CompletableFuture<Price> price(String sym) {
    return supplyAsync(() -> api.quote(sym), io);   // 100 callers → 100 identical calls
}
Problem. Concurrent callers for the same key each launch a duplicate expensive call (a "cache stampede"). After
ConcurrentHashMap<String, CompletableFuture<Price>> inflight = new ConcurrentHashMap<>();
CompletableFuture<Price> price(String sym) {
    return inflight.computeIfAbsent(sym, s ->
        supplyAsync(() -> api.quote(s), io)
            .whenComplete((r, ex) -> inflight.remove(s)));   // single-flight
}
Why. Concurrent callers for the same key share one in-flight Future (single-flight), collapsing N calls into one. Trade-off. A failure is shared by all waiters; and you must evict on completion to avoid serving stale results forever.

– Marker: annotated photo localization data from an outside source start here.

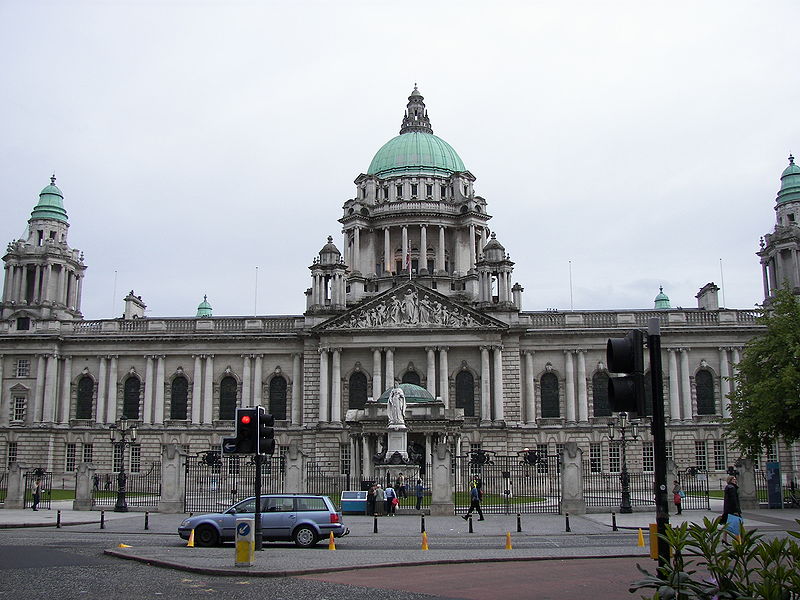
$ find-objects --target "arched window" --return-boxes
[122,377,140,420]
[592,372,610,417]
[540,372,560,418]
[349,372,367,410]
[455,371,475,417]
[76,376,94,420]
[170,376,188,420]
[696,370,715,415]
[219,376,237,420]
[402,371,420,386]
[269,376,288,421]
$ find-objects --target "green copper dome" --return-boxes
[30,175,68,223]
[375,383,437,404]
[367,132,466,179]
[777,154,800,204]
[654,286,671,309]
[196,295,213,317]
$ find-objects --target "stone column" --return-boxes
[144,355,155,424]
[106,355,119,423]
[736,458,758,510]
[576,350,588,423]
[420,225,428,272]
[372,348,382,398]
[284,442,305,494]
[761,262,770,300]
[353,227,361,273]
[19,266,28,304]
[154,355,165,424]
[565,351,576,423]
[401,226,408,271]
[361,436,371,480]
[157,443,186,513]
[319,347,329,423]
[191,355,202,424]
[679,349,692,421]
[524,350,536,424]
[385,348,395,387]
[492,346,503,421]
[425,347,436,395]
[241,354,252,406]
[384,227,392,273]
[75,274,84,311]
[96,356,107,425]
[5,463,24,509]
[437,226,446,272]
[560,442,586,514]
[59,355,72,423]
[1,265,9,303]
[43,264,51,303]
[719,347,731,419]
[731,347,741,392]
[480,346,491,421]
[331,348,342,423]
[430,442,454,516]
[291,353,302,425]
[439,347,449,408]
[667,349,680,421]
[73,462,94,511]
[33,354,46,423]
[42,354,58,423]
[0,355,6,426]
[468,224,476,270]
[203,355,214,424]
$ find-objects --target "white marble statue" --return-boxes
[387,386,407,429]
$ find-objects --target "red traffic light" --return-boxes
[240,415,251,424]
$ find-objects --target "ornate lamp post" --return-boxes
[607,411,640,514]
[109,417,137,513]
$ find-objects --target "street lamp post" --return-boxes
[109,417,137,513]
[607,411,640,514]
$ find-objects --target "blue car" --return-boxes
[178,494,349,547]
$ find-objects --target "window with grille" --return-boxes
[130,445,141,473]
[340,444,351,476]
[170,376,188,420]
[642,442,654,473]
[76,376,94,419]
[665,441,673,464]
[12,396,25,422]
[592,372,610,417]
[609,444,621,473]
[65,443,77,472]
[269,376,288,420]
[766,442,778,463]
[83,443,93,464]
[455,371,475,417]
[15,359,30,378]
[113,444,123,472]
[122,377,141,420]
[540,373,560,418]
[695,370,715,415]
[348,372,368,410]
[713,440,726,471]
[219,376,237,420]
[7,442,17,467]
[589,442,602,473]
[695,441,707,470]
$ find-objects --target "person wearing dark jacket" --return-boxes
[722,475,741,523]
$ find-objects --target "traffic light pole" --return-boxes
[648,318,670,573]
[254,452,263,551]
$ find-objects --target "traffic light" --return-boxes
[258,410,276,455]
[606,329,645,414]
[234,407,259,454]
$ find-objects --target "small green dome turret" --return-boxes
[777,154,800,205]
[375,383,437,404]
[30,175,69,223]
[196,295,213,317]
[654,286,671,309]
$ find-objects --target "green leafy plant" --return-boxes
[630,517,800,599]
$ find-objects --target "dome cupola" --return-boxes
[196,295,213,317]
[482,232,506,262]
[30,174,68,223]
[654,286,671,309]
[318,236,342,265]
[777,154,800,205]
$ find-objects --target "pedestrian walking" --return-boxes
[397,472,407,498]
[385,484,398,516]
[31,477,42,511]
[104,474,111,490]
[415,479,424,511]
[92,474,100,491]
[375,484,385,516]
[366,483,377,516]
[672,480,685,515]
[721,475,742,539]
[462,480,484,521]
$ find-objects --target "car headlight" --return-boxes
[180,519,191,527]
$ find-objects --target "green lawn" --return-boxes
[452,491,545,505]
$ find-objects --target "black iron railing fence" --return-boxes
[92,462,161,508]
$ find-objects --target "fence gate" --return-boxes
[582,462,656,509]
[677,467,710,510]
[453,452,561,514]
[92,462,161,509]
[305,459,352,509]
[184,452,285,513]
[23,469,53,510]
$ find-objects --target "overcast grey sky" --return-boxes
[1,1,796,319]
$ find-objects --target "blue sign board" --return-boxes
[766,461,782,509]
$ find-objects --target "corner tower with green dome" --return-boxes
[2,175,87,324]
[315,86,523,313]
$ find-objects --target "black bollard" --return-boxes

10. Blocking pipeline → virtual threads

Before

// Deeply nested CompletableFuture chain just to avoid blocking platform threads.
fetchF(id).thenCompose(this::enrichF).thenCompose(this::persistF).thenApply(...);
Problem. Callback-shaped control flow, lost stack traces, and executor-confinement complexity — all to dodge cheap-to-write blocking. After (Java 21+)
try (var scope = new StructuredTaskScope.ShutdownOnFailure()) {
    var raw = scope.fork(() -> persist(enrich(fetch(id))));  // plain blocking, virtual thread
    scope.join().throwIfFailed();
    return raw.get();
}
Why. Virtual threads make blocking cheap, so the pipeline becomes linear, debuggable code with real stack traces and proper cancellation. Trade-off. Requires Java 21+; CompletableFuture is still needed at interop boundaries (libraries, async servlet APIs), so both styles coexist.


Optimization Tips

  • Profile before optimizing. Measure where p99 latency actually lives — usually pool queueing, not your functions. A JMH/async-profiler flame graph beats intuition.
  • The executor hop is the unit of cost. Count *Async boundaries; each is ~µs. Collapse cheap pure stages (Opt 4), keep hops only at CPU↔IO confinement changes.
  • Parallelize independent work, sequence only true dependencies (Opt 1) — and never block one future before starting the next.
  • Always bound concurrency and time (Opts 5, 7); unbounded fan-out and missing timeouts are the top two production failure modes.
  • Single-flight + batching (Opts 8, 9) attack call count, which often dwarfs per-call tuning.
  • When blocking is cheap (Loom), simpler often wins (Opt 10): don't carry CompletableFuture complexity where a virtual-threaded StructuredTaskScope is clearer.
  • Re-measure after each change — async optimizations frequently move the bottleneck rather than removing it.